The Holman riot was the second outbreak of violence in Alabama’s prison system in the past week. Another corrections officer was also stabbed while trying to break up a fight at St. Clair Correction Facility. A total of six inmates were killed as a result of violence inside Alabama’s prison system in 2015.

“There have now been two events in just the last four days involving violence within two Department of Corrections facilities,” said Governor Robert Bentley. “Alabama’s prison system is at a critical point. A volatile mix of overcrowding and understaffing have created an environment that is dangerous to both inmates as well as the Corrections Officers who serve our state. Our state must take the necessary steps to address and solve this problem immediately. We must reduce overcrowding and provide facilities that are safer and more secure for both inmates and corrections officers.”

Alabama has the second-highest number of inmates per capita in the nation and the state’s prisons are filled to roughly twice their capacity, prompting some to speculate that the federal government may intervene.

In the 2011 Supreme Court case Brown v. Plata, the Court effectively required the State of California to remove 46,000 criminals from its prisons by forcing The Golden State to cut its prison population to 137.5 percent of “design capacity.”

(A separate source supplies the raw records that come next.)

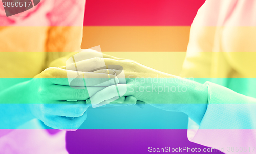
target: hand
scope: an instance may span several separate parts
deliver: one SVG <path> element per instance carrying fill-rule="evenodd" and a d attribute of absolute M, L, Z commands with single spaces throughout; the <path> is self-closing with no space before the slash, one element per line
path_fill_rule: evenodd
<path fill-rule="evenodd" d="M 145 102 L 158 108 L 172 111 L 181 111 L 188 114 L 196 122 L 201 121 L 208 100 L 206 86 L 192 80 L 175 76 L 144 66 L 129 60 L 104 58 L 108 70 L 98 70 L 94 73 L 113 73 L 115 69 L 118 74 L 122 67 L 127 84 L 120 82 L 119 91 L 127 92 L 123 96 L 132 96 L 138 101 Z M 99 58 L 92 58 L 76 63 L 80 68 L 90 64 L 92 70 L 97 69 Z M 115 66 L 115 65 L 122 67 Z M 111 67 L 111 66 L 114 66 Z M 97 92 L 90 99 L 102 102 L 118 96 L 115 86 L 110 86 Z"/>
<path fill-rule="evenodd" d="M 94 83 L 87 85 L 86 88 L 79 87 L 81 85 L 79 82 L 75 81 L 72 82 L 72 86 L 80 89 L 72 88 L 67 78 L 67 71 L 77 73 L 53 67 L 45 70 L 28 83 L 27 94 L 24 97 L 32 114 L 46 125 L 54 129 L 73 130 L 78 129 L 87 117 L 86 111 L 89 106 L 86 101 L 89 98 L 88 89 L 91 88 L 90 91 L 96 93 L 105 87 L 89 87 L 97 84 Z M 83 75 L 92 77 L 95 74 Z M 113 75 L 112 77 L 115 78 Z M 95 82 L 101 83 L 101 78 L 97 79 Z M 116 82 L 118 83 L 118 80 Z M 111 80 L 104 84 L 104 86 L 108 86 L 115 84 L 115 82 Z"/>

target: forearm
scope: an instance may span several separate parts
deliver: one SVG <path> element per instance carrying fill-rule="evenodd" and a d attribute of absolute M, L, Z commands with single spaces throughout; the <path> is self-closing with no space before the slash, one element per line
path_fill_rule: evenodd
<path fill-rule="evenodd" d="M 34 118 L 26 102 L 27 82 L 0 92 L 0 129 L 14 129 Z"/>
<path fill-rule="evenodd" d="M 144 86 L 151 90 L 145 91 L 140 100 L 163 110 L 184 112 L 197 123 L 200 123 L 207 108 L 207 86 L 170 75 L 166 78 L 153 78 Z"/>

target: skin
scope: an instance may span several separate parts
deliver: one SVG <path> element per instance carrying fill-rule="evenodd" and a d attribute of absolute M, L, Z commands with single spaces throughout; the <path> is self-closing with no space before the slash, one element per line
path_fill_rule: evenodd
<path fill-rule="evenodd" d="M 86 66 L 90 64 L 93 67 L 92 69 L 94 69 L 97 68 L 97 65 L 101 60 L 99 58 L 92 58 L 77 62 L 76 64 L 80 66 L 80 68 L 84 67 L 84 69 L 86 69 Z M 129 60 L 105 58 L 104 60 L 107 66 L 118 65 L 123 68 L 127 84 L 119 83 L 118 85 L 120 93 L 125 92 L 123 96 L 131 96 L 137 101 L 147 103 L 162 110 L 184 112 L 198 124 L 201 122 L 207 108 L 208 93 L 207 86 L 165 73 Z M 61 68 L 65 69 L 66 67 Z M 117 72 L 120 71 L 116 67 L 109 67 L 109 70 L 98 70 L 94 72 L 112 74 L 112 69 L 113 68 Z M 155 80 L 164 79 L 165 82 L 154 82 L 150 80 L 146 81 L 145 80 L 146 78 Z M 173 92 L 170 91 L 170 90 L 169 91 L 167 90 L 164 91 L 161 87 L 164 88 L 165 86 L 174 86 L 177 90 L 173 90 Z M 178 89 L 183 87 L 186 88 L 183 88 L 183 89 L 186 89 L 183 90 L 184 92 Z M 148 90 L 139 90 L 139 88 L 145 89 L 147 87 Z M 152 87 L 156 87 L 156 89 L 152 90 Z M 159 88 L 159 90 L 157 88 Z M 159 92 L 161 89 L 163 89 L 162 91 Z M 116 91 L 115 85 L 110 86 L 96 93 L 90 99 L 99 103 L 104 101 L 109 101 L 112 98 L 118 96 L 115 94 L 117 93 L 115 92 Z M 118 101 L 118 99 L 115 101 Z"/>
<path fill-rule="evenodd" d="M 63 66 L 70 56 L 76 53 L 72 52 L 69 55 L 56 59 L 50 64 L 50 66 Z M 86 53 L 88 56 L 96 56 L 99 53 L 92 50 Z M 121 60 L 106 55 L 104 56 Z M 69 86 L 67 78 L 67 72 L 76 74 L 76 72 L 50 67 L 32 80 L 1 91 L 0 98 L 2 103 L 0 104 L 0 113 L 4 115 L 0 117 L 1 129 L 15 129 L 37 118 L 52 128 L 77 130 L 86 120 L 86 110 L 90 106 L 90 103 L 86 101 L 89 98 L 87 90 L 90 89 L 91 91 L 96 93 L 106 86 L 115 84 L 115 82 L 111 80 L 102 86 L 93 87 L 90 86 L 92 85 L 87 85 L 86 88 L 74 89 Z M 95 74 L 100 76 L 99 73 L 92 74 L 93 76 L 85 75 L 86 77 L 92 77 Z M 114 77 L 112 76 L 113 78 Z M 95 81 L 101 83 L 100 80 Z M 118 83 L 118 79 L 116 79 L 116 83 Z M 79 86 L 76 85 L 75 82 L 73 86 Z M 122 97 L 115 102 L 117 104 L 130 105 L 134 105 L 136 102 L 136 100 L 132 96 Z M 9 130 L 7 132 L 11 131 Z M 0 136 L 7 133 L 4 132 L 4 134 L 0 134 Z"/>

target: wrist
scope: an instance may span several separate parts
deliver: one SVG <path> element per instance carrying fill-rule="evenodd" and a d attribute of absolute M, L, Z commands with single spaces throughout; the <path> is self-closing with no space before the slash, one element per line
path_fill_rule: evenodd
<path fill-rule="evenodd" d="M 194 82 L 189 88 L 189 99 L 181 110 L 196 123 L 200 124 L 206 111 L 208 90 L 206 85 Z"/>

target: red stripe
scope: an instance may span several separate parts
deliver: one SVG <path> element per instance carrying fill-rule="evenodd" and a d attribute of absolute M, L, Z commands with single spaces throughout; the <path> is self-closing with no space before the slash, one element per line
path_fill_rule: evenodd
<path fill-rule="evenodd" d="M 205 0 L 86 0 L 84 25 L 190 26 Z"/>

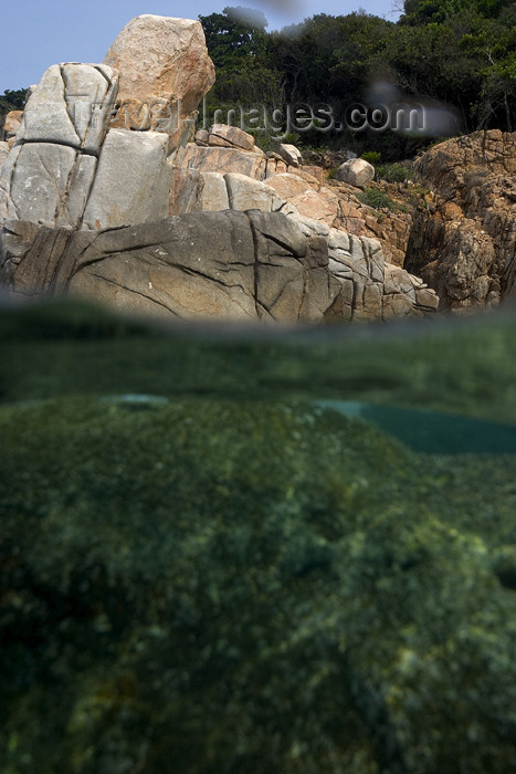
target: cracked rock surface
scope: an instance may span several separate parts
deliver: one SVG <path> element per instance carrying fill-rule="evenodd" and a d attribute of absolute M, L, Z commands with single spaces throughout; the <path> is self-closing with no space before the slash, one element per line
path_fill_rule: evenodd
<path fill-rule="evenodd" d="M 158 317 L 319 323 L 432 311 L 436 296 L 418 297 L 421 281 L 394 269 L 375 240 L 260 210 L 78 232 L 13 220 L 0 240 L 0 282 L 14 296 L 69 293 Z"/>

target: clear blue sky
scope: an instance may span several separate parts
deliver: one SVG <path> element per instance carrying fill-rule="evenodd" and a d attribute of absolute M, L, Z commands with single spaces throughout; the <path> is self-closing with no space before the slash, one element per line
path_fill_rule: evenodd
<path fill-rule="evenodd" d="M 394 0 L 7 0 L 0 13 L 0 93 L 38 83 L 57 62 L 102 62 L 122 28 L 141 13 L 197 19 L 228 6 L 262 10 L 268 29 L 315 13 L 345 15 L 362 8 L 396 21 Z"/>

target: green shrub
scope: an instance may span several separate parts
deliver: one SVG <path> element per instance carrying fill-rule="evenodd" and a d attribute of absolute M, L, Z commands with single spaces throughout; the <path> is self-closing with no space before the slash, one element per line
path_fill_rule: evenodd
<path fill-rule="evenodd" d="M 404 182 L 413 177 L 412 170 L 402 164 L 381 164 L 376 172 L 377 179 L 387 180 L 387 182 Z"/>
<path fill-rule="evenodd" d="M 400 210 L 400 206 L 393 201 L 388 194 L 380 191 L 378 188 L 366 188 L 365 191 L 357 194 L 357 199 L 367 205 L 367 207 L 372 207 L 376 210 L 381 210 L 387 208 L 391 212 Z"/>

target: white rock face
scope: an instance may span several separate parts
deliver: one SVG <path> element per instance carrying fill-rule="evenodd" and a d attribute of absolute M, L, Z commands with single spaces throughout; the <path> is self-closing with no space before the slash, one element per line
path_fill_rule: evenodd
<path fill-rule="evenodd" d="M 59 143 L 98 155 L 118 90 L 102 64 L 54 64 L 25 105 L 17 140 Z"/>
<path fill-rule="evenodd" d="M 230 209 L 224 176 L 220 172 L 201 172 L 204 180 L 201 209 L 204 212 L 220 212 Z"/>
<path fill-rule="evenodd" d="M 171 147 L 179 144 L 185 122 L 215 80 L 201 23 L 190 19 L 151 14 L 131 19 L 104 63 L 119 72 L 118 102 L 130 107 L 120 112 L 117 126 L 154 129 L 159 124 L 170 135 Z"/>
<path fill-rule="evenodd" d="M 0 176 L 0 220 L 77 226 L 97 160 L 55 143 L 17 145 Z"/>
<path fill-rule="evenodd" d="M 351 158 L 340 165 L 335 178 L 356 188 L 366 188 L 375 178 L 375 167 L 364 158 Z"/>
<path fill-rule="evenodd" d="M 7 137 L 13 137 L 20 129 L 23 111 L 10 111 L 3 122 L 3 130 Z"/>
<path fill-rule="evenodd" d="M 0 142 L 0 175 L 2 172 L 3 164 L 9 156 L 9 145 L 2 140 Z"/>
<path fill-rule="evenodd" d="M 252 180 L 245 175 L 230 172 L 225 175 L 228 197 L 232 210 L 261 210 L 262 212 L 277 212 L 285 201 L 277 196 L 274 188 L 270 188 L 260 180 Z"/>
<path fill-rule="evenodd" d="M 208 144 L 223 148 L 254 150 L 254 137 L 236 126 L 213 124 L 208 135 Z"/>
<path fill-rule="evenodd" d="M 298 150 L 295 145 L 288 145 L 288 143 L 281 143 L 281 145 L 277 146 L 276 150 L 291 167 L 299 167 L 303 164 L 303 156 L 301 155 L 301 150 Z"/>
<path fill-rule="evenodd" d="M 159 132 L 110 129 L 103 145 L 83 227 L 116 228 L 168 216 L 172 168 Z"/>
<path fill-rule="evenodd" d="M 117 88 L 105 65 L 46 70 L 1 169 L 0 221 L 81 226 Z"/>

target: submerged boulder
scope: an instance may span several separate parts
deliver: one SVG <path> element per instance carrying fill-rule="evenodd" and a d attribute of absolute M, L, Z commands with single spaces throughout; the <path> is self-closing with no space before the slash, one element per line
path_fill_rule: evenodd
<path fill-rule="evenodd" d="M 512 460 L 451 474 L 277 398 L 32 401 L 0 433 L 2 771 L 514 771 Z"/>

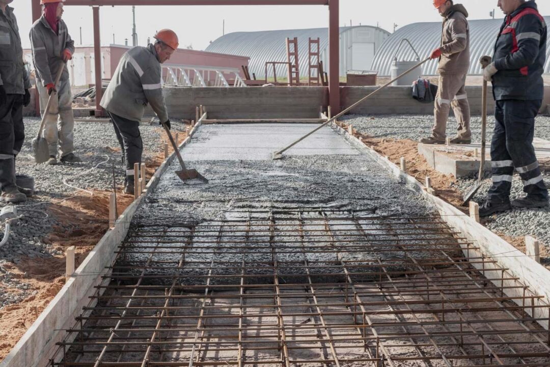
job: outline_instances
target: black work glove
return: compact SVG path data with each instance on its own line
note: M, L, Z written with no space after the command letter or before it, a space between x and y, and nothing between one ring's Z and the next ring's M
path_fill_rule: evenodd
M170 120L167 120L166 121L164 122L164 124L168 127L169 130L172 130L172 125L170 125ZM162 123L161 123L159 124L159 125L160 125L162 126Z
M6 104L8 101L8 96L6 95L6 90L3 85L0 85L0 105Z
M31 103L31 92L28 89L25 90L25 95L23 96L23 105L26 107Z

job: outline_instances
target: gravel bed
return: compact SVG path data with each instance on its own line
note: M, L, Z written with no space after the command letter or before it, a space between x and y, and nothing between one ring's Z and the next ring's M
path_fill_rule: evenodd
M184 130L183 124L178 130ZM124 169L118 141L112 125L106 123L75 123L75 153L82 158L81 163L59 164L54 166L36 164L31 142L40 127L37 118L25 118L26 137L25 144L17 158L18 174L25 174L35 179L36 194L26 202L18 205L18 214L25 216L12 226L8 242L0 247L0 308L10 303L20 302L30 296L24 280L14 279L6 269L8 263L17 264L21 257L46 258L62 255L49 243L46 237L51 231L56 220L47 215L47 204L54 199L85 192L64 184L76 187L99 190L111 190L113 185L114 165L117 184L122 185ZM158 126L143 124L140 127L144 142L144 155L151 158L161 151L160 144L162 130ZM0 209L6 204L0 203ZM4 227L0 227L0 236Z
M340 119L351 124L361 132L375 137L411 139L417 141L430 136L433 126L433 116L428 115L346 115ZM472 116L470 119L472 138L474 142L481 141L481 117ZM457 120L449 118L447 136L454 137L457 135ZM494 117L487 119L487 141L491 142L494 128ZM550 116L539 115L536 118L535 136L550 140Z
M426 115L349 115L342 120L346 123L353 125L360 132L375 137L413 140L429 136L433 124L433 116ZM481 140L481 124L480 116L472 117L472 133L474 142ZM454 136L456 126L456 120L454 117L450 117L447 124L448 136ZM490 144L494 126L494 118L489 116L487 119L487 140ZM536 118L535 136L550 140L550 117L541 115ZM550 187L550 172L544 172L543 174L544 182L547 186ZM474 197L475 201L481 202L482 201L491 186L490 177L490 174L487 174L481 188ZM465 194L471 190L476 181L475 177L461 178L456 180L454 185L463 194ZM510 199L524 196L523 184L516 174L512 183ZM487 218L484 223L490 230L499 234L511 237L534 236L550 251L550 207L541 209L515 210L495 214Z

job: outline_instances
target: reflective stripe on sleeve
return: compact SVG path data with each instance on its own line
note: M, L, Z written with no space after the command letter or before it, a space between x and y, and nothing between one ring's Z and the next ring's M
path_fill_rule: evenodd
M493 176L493 182L501 182L503 181L505 181L508 182L512 182L512 175L499 175L497 176Z
M138 64L138 62L135 60L135 59L129 55L128 55L128 61L129 61L130 63L132 64L133 66L134 66L134 69L135 69L136 71L137 71L138 75L139 75L139 77L141 77L141 76L143 75L143 70L141 70L141 68L140 68L139 64Z

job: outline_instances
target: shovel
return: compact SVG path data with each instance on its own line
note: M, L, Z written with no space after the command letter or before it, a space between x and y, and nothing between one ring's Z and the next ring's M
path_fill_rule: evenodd
M59 71L57 72L57 75L56 76L56 81L53 83L54 85L57 86L57 84L59 82L59 79L61 79L61 74L63 74L64 67L65 64L62 64L59 67ZM38 89L36 90L36 91L37 93ZM47 116L48 113L50 112L50 107L52 104L52 101L53 100L53 98L54 97L57 97L57 92L52 92L52 94L50 95L50 97L48 98L48 103L46 104L46 108L44 109L44 113L42 115L42 123L40 124L40 128L38 129L38 134L36 137L32 139L32 151L34 152L35 162L38 164L43 163L50 159L49 144L46 140L42 136L42 132L44 130L46 116Z
M168 136L168 139L170 140L170 142L174 148L174 152L175 152L175 155L178 157L179 164L182 166L182 170L176 171L175 174L178 175L178 176L183 181L183 183L186 185L208 184L208 180L205 179L202 175L199 173L197 170L188 170L185 168L185 164L182 158L182 154L179 152L179 149L178 149L178 147L175 144L175 142L174 141L174 138L172 137L172 134L170 133L170 129L168 129L168 127L164 123L162 123L162 127L164 128L164 131L166 131L166 134Z
M480 63L483 69L491 63L491 58L489 56L482 56ZM464 195L464 202L462 206L465 207L468 202L472 199L476 193L481 187L483 173L485 170L485 132L487 129L487 81L483 81L483 90L481 92L481 160L480 162L480 171L476 185Z

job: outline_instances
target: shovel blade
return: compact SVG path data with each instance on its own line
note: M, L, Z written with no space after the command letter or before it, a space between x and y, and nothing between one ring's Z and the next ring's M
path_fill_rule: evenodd
M185 171L176 171L175 174L187 185L200 185L208 184L208 180L202 175L199 173L196 169L189 169Z
M50 159L48 142L44 138L35 138L32 140L32 150L34 152L35 161L37 164L43 163Z

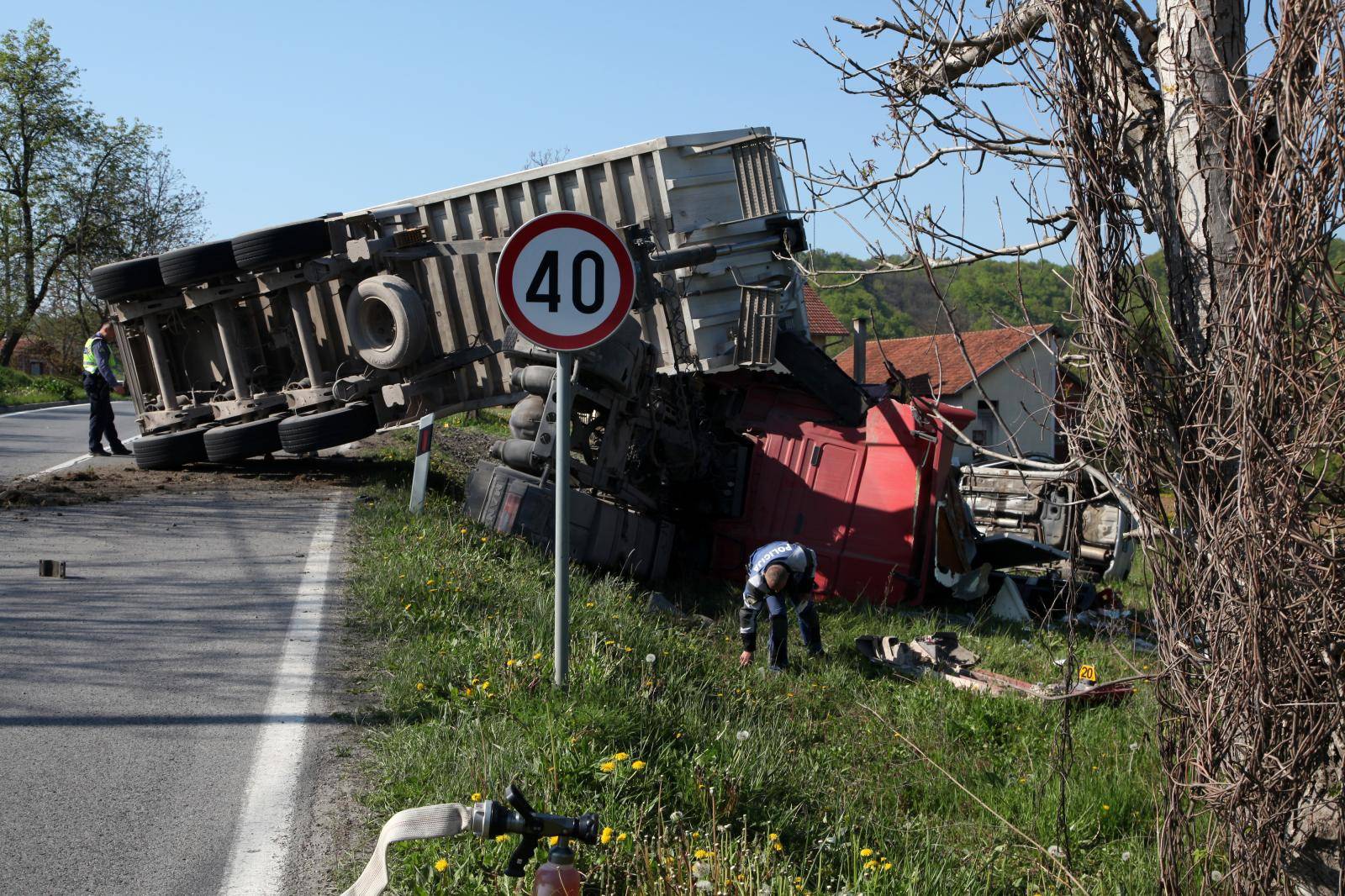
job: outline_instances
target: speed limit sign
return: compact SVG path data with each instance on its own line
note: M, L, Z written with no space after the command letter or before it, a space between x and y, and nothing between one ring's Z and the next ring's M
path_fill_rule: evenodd
M553 211L504 244L495 291L508 322L553 351L596 346L621 326L635 300L635 262L597 218Z
M555 352L554 389L547 397L547 418L555 421L555 439L549 443L555 496L553 681L557 687L565 687L570 667L570 378L574 352L611 336L631 313L635 262L621 238L597 218L577 211L553 211L533 218L504 244L495 265L495 295L504 316L523 338ZM550 439L550 435L541 432L537 439ZM546 478L543 474L542 479Z

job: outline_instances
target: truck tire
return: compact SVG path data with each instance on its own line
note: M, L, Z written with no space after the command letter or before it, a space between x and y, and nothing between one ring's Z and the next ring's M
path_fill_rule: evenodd
M215 426L206 433L206 456L215 463L280 451L280 417Z
M514 439L537 439L537 431L542 425L542 414L546 412L546 400L541 396L529 396L514 405L508 414L508 433Z
M164 285L159 273L159 256L130 258L93 269L93 292L98 301L114 301L137 292L159 289Z
M165 287L184 287L206 283L211 277L234 273L234 245L230 239L203 242L199 246L175 249L159 256L159 273Z
M206 460L206 428L141 436L130 443L136 465L141 470L176 470L183 464Z
M401 277L369 277L346 299L346 330L364 363L379 370L401 367L425 350L425 303Z
M234 264L242 270L265 270L286 261L317 258L332 250L321 218L241 233L231 241Z
M374 406L360 402L280 421L280 444L292 455L335 448L378 431Z

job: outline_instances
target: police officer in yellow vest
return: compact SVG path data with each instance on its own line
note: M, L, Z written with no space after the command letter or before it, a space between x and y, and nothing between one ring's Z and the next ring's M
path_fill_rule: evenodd
M102 327L85 343L83 379L85 394L89 396L89 453L102 457L102 437L108 436L108 447L114 455L129 455L130 449L117 439L117 426L112 421L112 390L126 394L121 385L124 377L121 361L109 344L112 340L112 320L104 318Z

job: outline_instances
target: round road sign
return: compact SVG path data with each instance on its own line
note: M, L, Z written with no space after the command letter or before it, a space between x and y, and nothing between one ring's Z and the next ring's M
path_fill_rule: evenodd
M577 211L533 218L495 265L504 316L543 348L576 351L621 326L635 300L635 262L611 227Z

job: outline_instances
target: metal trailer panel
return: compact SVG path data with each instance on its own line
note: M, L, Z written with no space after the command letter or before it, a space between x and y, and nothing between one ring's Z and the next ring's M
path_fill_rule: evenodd
M783 178L767 128L659 137L619 149L492 178L463 187L412 196L350 213L373 214L379 235L426 227L440 242L480 241L476 252L399 262L398 273L416 284L434 308L432 338L444 354L499 339L504 320L495 296L494 270L503 242L526 221L550 211L581 211L612 227L647 227L664 249L691 242L722 242L763 233L764 217L787 210ZM633 313L654 346L664 373L717 371L740 362L742 284L783 284L765 308L776 322L807 334L802 285L787 261L769 250L745 253L667 274L682 301ZM760 292L760 291L757 291ZM751 303L752 307L763 303ZM748 322L761 328L761 322ZM685 334L685 344L683 336ZM773 346L768 346L773 347ZM748 354L757 366L772 358ZM746 362L744 362L746 363ZM487 359L459 379L459 397L507 391L507 362Z

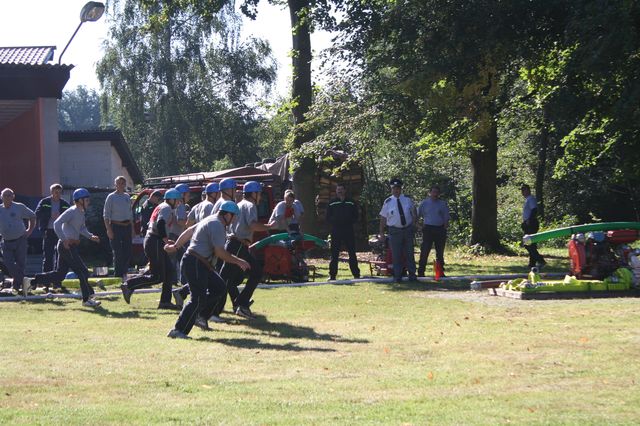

The Public Policy Institute of California found that property crime increased by 7.6 percent the year after the mass releases. Car thefts rose almost 15 percent. In short, 24,000 more people had their car stolen in California in 2012 as a result of the state not being able to get its prison overcrowding problem under control.

Alabama’s prisons are currently at roughly 187 percent of design capacity, 50 percent higher than the level the Court mandated for California.

The Alabama legislature last year passed a plan to reduce the state’s prison population by 4,500 inmates over the next five years by reducing penalties for some nonviolent drug crimes and bolstering programs designed to reduce recidivism.

Alabama’s prison problems have been exacerbated by the state’s beleaguered General Fund Budget, of which corrections is the second largest line item behind Medicaid.

Alabama has seen a 95 percent increase in the cost per inmate over the last two decades. The state currently spends just over $15,000 per inmate each year, which comes out to roughly $41 per inmate per day.

Governor Bentley is pushing a plan this year for an $800 million bond issue to build four new prisons. He says the plan could pay for itself through savings achieved by closing some existing facilities. The legislature is currently considering the plan.